Melanie may live in a land of feasting, and she constantly feasts on candy bars and ice cream, but she is, in reality, fasting from real connections with her family or herself. Daniela Rossella calls her affliction “a repudiation of food: it is a blasphemous eating-vomiting in view of her painful and real hunger, and also of the useless abundance that surrounds her.” Adriana Elena Stoican agrees, suggesting that the bulimia can be “interpreted as an effect of excessive philosophies of consumption that trigger motherly neglect.”
Arun notices the family’s neglect of Melanie. One morning after he catches her vomiting, he sees her haggard appearance and wonders, “Does Mrs. Patton not see?” (206). He turns to Rod, telling him Melanie is sick, but her brother does know what is happening and only scoffs at her for being a silly woman. He says to Arun that girls are “Too lazy to get off their butts and go jogging or play a good hard ball game. So they’ve got to sick it up” (204). Mr. Patton seems too concerned with himself and his own interests rather than his unwell daughter, mentioning her only when she does not show up for his barbeque dinners.
Arun is not sure what to make of Melanie’s sickness. His attempt to talk to Rod comes to naught, and he is put off by Mr. and Mrs. Patton’s idiosyncratic behavior and his abhorrence of family drama. A lifetime of silence on the matter of his own sister seems to contribute to his reluctance to say anything, especially within the household that is so dominated by the masculine. Ludmila Volna unpacks the climax of Arun’s section of the novel when he and Mrs. Patton, separately, then together, come across the suffering Melanie in the forest: “neither [Arun] nor Mrs. Patton, herself a victim incapable of resisting the paralysing effects of the beams of patriarchal sun, are capable of doing anything for Melanie until the three of them escape temporarily the oppressive heat of the family's males' presence. Then, at the pool, enlightenment and discovery finally start to work for Melanie's benefit. A cooperation of two complementary agents is necessary: Arun, although he is well aware of the real state of affairs and acknowledges the necessity to act, is ‘paralysed’ as to action, he is unable to do anything himself. On the other hand, Arun's presence seems necessary for Mrs. Patton to discover finally the destructive consequences of Melanie's condition. As mother she is capable to act, although she ignores the true character of her daughter's suffering.”

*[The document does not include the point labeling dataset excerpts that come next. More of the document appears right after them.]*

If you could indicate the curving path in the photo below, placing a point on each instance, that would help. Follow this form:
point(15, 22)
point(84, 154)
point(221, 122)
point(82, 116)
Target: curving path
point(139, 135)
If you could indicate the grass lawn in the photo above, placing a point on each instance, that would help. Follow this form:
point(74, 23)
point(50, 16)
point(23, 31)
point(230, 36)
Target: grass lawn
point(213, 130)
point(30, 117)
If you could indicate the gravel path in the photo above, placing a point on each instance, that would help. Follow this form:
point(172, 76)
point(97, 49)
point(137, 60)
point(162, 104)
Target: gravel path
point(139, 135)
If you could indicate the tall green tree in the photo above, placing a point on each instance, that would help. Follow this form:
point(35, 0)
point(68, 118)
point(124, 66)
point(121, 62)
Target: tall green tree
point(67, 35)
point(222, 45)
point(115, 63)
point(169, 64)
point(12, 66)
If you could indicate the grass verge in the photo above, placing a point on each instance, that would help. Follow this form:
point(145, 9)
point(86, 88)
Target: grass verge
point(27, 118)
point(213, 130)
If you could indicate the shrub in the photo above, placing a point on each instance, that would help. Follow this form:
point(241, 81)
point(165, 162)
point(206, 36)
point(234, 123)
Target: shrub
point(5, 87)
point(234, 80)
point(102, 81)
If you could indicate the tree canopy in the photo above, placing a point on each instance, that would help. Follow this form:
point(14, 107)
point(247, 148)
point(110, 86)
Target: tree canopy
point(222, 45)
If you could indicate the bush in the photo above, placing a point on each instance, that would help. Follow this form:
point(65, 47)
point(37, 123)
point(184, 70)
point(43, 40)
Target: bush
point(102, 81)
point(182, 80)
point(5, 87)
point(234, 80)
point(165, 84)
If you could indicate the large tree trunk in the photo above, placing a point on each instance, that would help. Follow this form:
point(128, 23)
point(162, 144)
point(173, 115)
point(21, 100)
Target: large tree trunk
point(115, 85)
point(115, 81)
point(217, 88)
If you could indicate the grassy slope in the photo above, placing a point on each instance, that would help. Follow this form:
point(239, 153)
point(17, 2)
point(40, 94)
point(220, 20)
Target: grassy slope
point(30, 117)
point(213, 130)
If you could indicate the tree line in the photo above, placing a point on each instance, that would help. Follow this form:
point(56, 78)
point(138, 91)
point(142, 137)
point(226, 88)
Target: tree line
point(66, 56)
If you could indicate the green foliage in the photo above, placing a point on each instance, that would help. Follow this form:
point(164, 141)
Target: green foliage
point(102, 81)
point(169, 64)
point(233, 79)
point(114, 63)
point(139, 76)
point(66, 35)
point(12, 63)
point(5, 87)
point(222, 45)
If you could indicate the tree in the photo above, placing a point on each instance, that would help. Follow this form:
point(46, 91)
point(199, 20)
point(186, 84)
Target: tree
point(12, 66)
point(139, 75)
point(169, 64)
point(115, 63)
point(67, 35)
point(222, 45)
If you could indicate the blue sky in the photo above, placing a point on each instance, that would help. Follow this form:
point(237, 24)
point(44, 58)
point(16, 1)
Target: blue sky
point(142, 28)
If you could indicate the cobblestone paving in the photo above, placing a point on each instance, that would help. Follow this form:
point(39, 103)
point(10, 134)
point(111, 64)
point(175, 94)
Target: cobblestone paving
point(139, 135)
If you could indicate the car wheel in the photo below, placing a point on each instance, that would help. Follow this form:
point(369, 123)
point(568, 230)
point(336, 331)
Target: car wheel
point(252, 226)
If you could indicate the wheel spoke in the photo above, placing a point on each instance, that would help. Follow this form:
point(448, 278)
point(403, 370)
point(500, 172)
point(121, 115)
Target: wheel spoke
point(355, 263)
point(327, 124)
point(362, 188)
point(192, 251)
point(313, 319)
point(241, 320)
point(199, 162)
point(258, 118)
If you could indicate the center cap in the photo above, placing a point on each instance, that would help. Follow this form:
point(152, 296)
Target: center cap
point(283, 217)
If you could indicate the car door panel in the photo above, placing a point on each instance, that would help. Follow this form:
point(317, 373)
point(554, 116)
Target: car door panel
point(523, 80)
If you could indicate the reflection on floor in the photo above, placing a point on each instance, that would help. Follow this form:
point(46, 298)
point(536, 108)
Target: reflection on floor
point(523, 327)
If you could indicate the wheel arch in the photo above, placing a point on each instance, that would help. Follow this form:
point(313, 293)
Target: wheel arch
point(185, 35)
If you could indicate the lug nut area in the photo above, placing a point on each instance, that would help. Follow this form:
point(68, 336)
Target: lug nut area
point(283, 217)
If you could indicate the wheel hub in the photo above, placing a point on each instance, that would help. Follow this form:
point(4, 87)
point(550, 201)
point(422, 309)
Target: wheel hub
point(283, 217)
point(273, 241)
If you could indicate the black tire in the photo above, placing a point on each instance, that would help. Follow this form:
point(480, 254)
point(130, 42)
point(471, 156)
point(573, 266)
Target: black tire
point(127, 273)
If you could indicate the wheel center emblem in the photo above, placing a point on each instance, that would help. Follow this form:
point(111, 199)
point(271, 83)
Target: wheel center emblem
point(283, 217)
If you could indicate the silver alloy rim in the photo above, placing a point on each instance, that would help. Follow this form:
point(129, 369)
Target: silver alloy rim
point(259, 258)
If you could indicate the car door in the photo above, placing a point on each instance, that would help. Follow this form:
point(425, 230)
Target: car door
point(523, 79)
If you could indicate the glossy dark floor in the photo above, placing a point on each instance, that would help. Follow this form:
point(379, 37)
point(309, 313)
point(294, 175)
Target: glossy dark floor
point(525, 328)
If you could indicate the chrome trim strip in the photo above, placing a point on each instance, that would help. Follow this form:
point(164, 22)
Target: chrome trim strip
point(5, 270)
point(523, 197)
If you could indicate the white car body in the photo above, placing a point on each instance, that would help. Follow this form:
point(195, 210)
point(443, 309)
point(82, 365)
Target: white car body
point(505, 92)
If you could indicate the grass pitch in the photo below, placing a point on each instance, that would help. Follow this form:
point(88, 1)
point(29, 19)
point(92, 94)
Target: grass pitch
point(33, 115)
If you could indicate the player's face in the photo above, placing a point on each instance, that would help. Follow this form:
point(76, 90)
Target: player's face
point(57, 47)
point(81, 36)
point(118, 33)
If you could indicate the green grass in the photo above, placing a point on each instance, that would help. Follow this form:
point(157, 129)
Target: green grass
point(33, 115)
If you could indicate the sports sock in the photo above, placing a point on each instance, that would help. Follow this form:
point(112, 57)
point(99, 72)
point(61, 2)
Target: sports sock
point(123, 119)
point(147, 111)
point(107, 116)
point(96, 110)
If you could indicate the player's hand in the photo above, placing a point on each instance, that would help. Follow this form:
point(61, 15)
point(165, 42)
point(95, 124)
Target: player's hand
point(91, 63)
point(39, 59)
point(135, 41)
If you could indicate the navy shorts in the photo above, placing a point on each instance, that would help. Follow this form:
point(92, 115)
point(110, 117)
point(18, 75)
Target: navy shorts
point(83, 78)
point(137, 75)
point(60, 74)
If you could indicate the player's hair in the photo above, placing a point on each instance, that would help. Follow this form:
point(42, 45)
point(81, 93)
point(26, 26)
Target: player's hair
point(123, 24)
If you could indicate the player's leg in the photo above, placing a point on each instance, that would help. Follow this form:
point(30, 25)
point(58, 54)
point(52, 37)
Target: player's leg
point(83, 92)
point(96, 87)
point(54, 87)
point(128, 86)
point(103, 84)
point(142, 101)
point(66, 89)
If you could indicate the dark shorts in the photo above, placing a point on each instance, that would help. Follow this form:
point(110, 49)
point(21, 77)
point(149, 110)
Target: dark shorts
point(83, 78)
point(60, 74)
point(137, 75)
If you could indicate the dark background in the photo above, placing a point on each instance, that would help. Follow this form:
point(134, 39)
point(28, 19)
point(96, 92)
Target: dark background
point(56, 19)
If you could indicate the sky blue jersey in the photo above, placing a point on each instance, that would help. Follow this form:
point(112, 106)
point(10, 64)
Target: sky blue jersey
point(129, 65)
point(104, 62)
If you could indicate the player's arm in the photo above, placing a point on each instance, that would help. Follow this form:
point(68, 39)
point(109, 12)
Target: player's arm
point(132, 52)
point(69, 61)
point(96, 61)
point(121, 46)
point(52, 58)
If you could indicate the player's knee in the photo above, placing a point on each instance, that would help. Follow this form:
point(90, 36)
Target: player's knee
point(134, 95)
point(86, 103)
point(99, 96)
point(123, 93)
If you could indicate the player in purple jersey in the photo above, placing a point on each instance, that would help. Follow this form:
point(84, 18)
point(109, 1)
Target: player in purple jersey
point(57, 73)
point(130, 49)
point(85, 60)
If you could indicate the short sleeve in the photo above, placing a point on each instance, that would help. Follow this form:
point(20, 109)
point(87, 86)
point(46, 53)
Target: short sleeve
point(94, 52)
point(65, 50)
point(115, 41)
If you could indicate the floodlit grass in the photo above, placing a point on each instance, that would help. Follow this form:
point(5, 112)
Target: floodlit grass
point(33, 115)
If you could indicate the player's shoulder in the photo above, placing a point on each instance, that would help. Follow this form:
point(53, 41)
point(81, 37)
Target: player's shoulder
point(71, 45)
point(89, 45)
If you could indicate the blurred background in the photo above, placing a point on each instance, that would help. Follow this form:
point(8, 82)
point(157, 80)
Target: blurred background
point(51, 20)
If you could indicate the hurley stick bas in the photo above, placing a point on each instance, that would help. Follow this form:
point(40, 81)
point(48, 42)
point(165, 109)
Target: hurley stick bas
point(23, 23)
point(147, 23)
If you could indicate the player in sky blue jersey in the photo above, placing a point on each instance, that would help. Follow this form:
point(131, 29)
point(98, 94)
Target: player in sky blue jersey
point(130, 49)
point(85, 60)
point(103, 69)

One of the most famous lines from the novel is Arun’s rumination after he hears Rod so callously dismiss his sister’s disease: “one can’t tell what is more dangerous in this country, the pursuit of health or of sickness”(205). Melanie’s bulimia is contrasted with Rod’s obsession with his physique—the jogging, the scarfing down of protein, the pursuit of physical perfection. Stoican writes that Arun “realises that Melanie and her brother embody extreme manifestations of individual free choice… Rod’s egocentric stance and Melanie’s self-destructive attitude are regarded as specific translations of the American ideal of pursuing happiness… Rod’s pursuit of health and Melanie’s pursuit of sickness are perceived as distorted versions of the individual fulfillment guaranteed by the American creed.”